Because Ido is a fucking insane person and can’t sleep and there is pandemonium in his brain.

Mani and Clinny D are fighting and Ido is trapped in the middle for the nine hundredsth fucking time, twin planets grating in his head. D has the upper hand. Clinny fucking D. It turns out that D can’t die. She’s a magnificent un-k-i-l-l-able tardigrade. Mani had drowned her. Smothered her in asphalt. Quartered her. Chopped her to messes. Burned her. Fed her ashes to fish. Fed the fish to roaches and roaches to chickens and chickens to the giant cat that loomed over the mountain in Ido’s backyard. Still she’d back. But Mani is a ferocious little kitten.   

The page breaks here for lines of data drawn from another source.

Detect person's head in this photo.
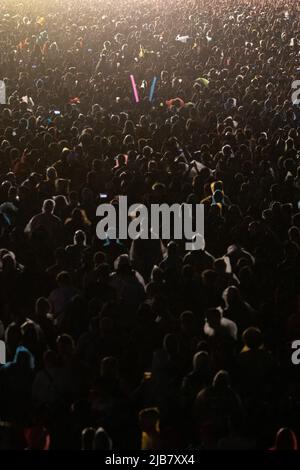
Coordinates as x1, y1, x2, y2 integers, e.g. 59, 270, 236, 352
93, 427, 113, 451
139, 408, 159, 434
56, 271, 71, 288
206, 308, 222, 330
100, 356, 118, 379
81, 427, 95, 450
35, 297, 51, 317
115, 254, 131, 274
42, 199, 55, 214
213, 370, 230, 392
214, 258, 226, 274
43, 349, 57, 369
223, 286, 241, 307
167, 241, 177, 256
56, 334, 75, 357
242, 326, 263, 350
163, 333, 178, 356
74, 230, 86, 246
46, 166, 57, 182
180, 310, 195, 334
2, 252, 17, 273
193, 351, 209, 372
273, 428, 298, 450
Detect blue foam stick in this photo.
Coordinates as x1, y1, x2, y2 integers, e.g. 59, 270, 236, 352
149, 77, 157, 101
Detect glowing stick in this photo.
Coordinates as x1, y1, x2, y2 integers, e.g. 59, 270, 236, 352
149, 77, 157, 101
130, 75, 140, 103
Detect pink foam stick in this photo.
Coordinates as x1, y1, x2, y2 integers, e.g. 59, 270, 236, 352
130, 75, 140, 103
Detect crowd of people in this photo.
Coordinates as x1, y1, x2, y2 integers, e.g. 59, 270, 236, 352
0, 0, 300, 450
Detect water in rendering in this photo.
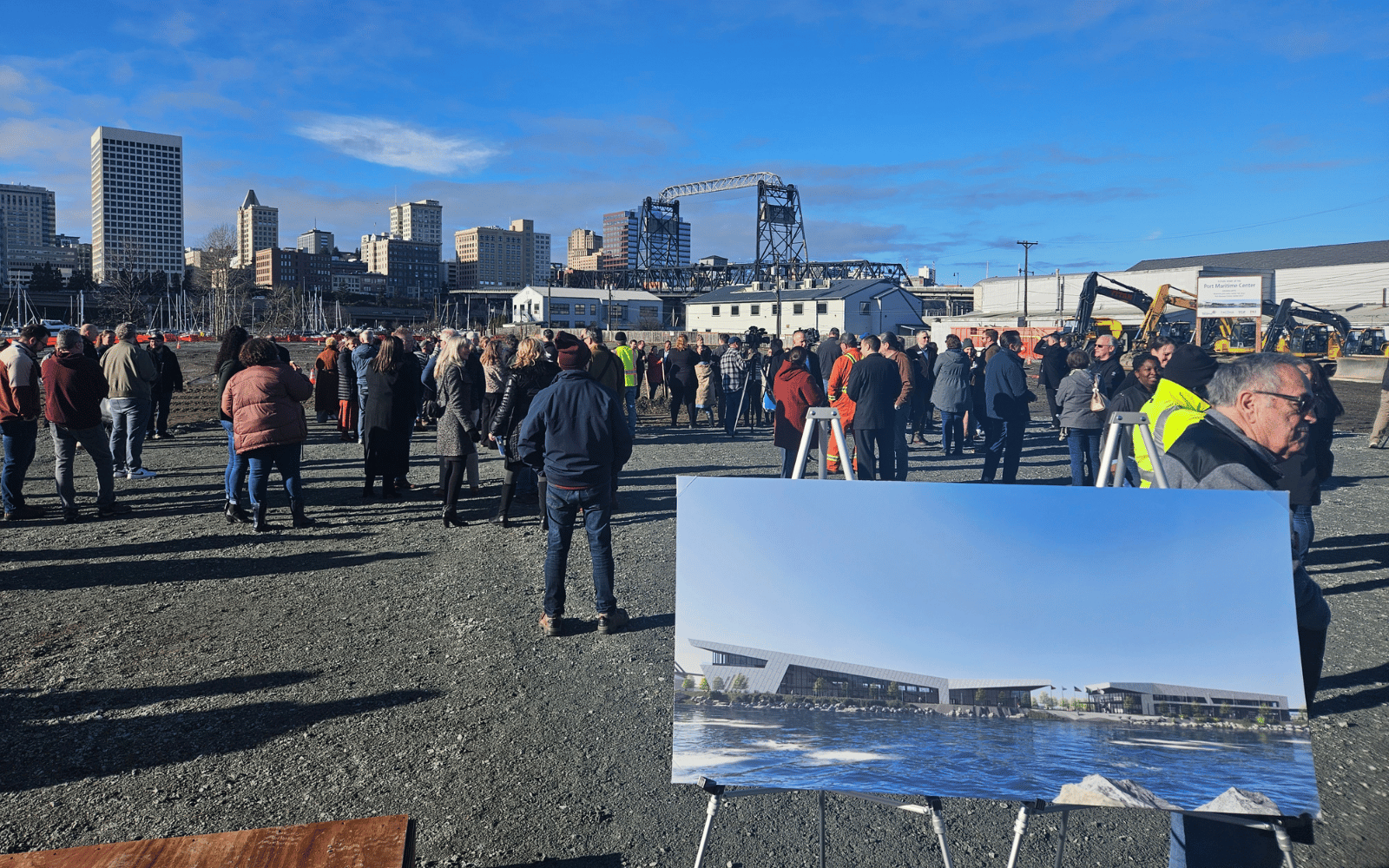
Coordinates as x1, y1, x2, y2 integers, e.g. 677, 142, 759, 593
671, 704, 1317, 815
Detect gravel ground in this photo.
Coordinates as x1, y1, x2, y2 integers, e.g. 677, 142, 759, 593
0, 345, 1389, 866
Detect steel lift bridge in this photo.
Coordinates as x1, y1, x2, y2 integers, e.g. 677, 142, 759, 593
636, 172, 808, 280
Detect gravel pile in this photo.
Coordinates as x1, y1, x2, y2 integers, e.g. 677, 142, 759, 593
0, 345, 1389, 868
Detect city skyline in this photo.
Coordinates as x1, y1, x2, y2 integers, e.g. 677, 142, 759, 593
0, 3, 1389, 283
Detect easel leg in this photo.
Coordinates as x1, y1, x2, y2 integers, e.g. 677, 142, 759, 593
926, 797, 951, 868
1056, 811, 1071, 868
694, 794, 718, 868
1009, 806, 1028, 868
820, 790, 825, 868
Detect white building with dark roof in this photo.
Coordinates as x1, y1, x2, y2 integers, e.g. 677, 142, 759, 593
685, 280, 924, 338
690, 639, 1050, 706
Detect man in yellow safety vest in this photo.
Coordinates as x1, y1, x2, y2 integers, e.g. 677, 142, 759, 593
613, 332, 636, 437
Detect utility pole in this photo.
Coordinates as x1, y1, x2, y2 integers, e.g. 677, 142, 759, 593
1018, 241, 1037, 319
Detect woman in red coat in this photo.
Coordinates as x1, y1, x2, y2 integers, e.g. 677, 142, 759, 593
773, 347, 825, 479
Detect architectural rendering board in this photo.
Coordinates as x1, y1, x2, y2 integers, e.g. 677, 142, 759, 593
671, 477, 1317, 815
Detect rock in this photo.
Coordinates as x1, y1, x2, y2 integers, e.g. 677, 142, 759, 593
1056, 775, 1182, 811
1192, 786, 1282, 817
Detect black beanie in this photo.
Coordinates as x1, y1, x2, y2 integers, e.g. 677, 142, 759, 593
554, 332, 593, 371
1162, 343, 1220, 396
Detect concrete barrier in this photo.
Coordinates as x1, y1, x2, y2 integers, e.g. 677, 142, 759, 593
1332, 356, 1389, 384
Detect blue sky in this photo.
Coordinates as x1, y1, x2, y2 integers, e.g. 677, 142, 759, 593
675, 477, 1303, 708
0, 0, 1389, 283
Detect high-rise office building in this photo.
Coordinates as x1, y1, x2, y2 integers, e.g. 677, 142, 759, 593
391, 199, 443, 247
294, 229, 333, 255
453, 220, 550, 290
92, 127, 183, 282
564, 229, 602, 271
602, 211, 690, 268
361, 232, 439, 299
236, 190, 280, 268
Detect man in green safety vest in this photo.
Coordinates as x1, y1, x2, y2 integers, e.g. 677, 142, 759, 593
1134, 343, 1220, 489
613, 332, 636, 437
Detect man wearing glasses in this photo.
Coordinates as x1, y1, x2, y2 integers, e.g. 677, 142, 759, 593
1162, 352, 1331, 708
1162, 352, 1331, 865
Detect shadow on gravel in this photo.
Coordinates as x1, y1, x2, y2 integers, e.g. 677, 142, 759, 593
489, 852, 623, 868
0, 525, 411, 590
0, 671, 439, 792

Ido thought the moon would console him, but the moon was too busy blushing. Who the fuck needs the moon anyway? The perfidious bitch. Manni slapped D in the face. Spiked gauntlets tearing into jaw splattering pieces of teeth and flesh and half a fucking eyeball and oh my god oh my fucking god…

…Splat… Sent Ido flying through the air, landing head first against the curb. His neck crunched like biscuit into a V shape but it didn’t break. No it didn’t. He got the next morning clothed in nothing but bruises, and slouched home naked with his dick tucked between his thighs and blood and shit dripping down his legs, and a hole where his heart should be, a hole gaping large that through it you can smell the sunrise and it smelled of piss and cum and vomit and all the good stuff that oozed out of people.

That night Ido and his new gal pal got drunk and smoked weed and touched in that way you ain’t supposed to, not with friends anyway. No that’s not quite right. Beginnings are supposed to have ends in them. No. She was a secret. You’re not supposed to know about them. Except that she kissed with too much intention, and devoured him like a supernova.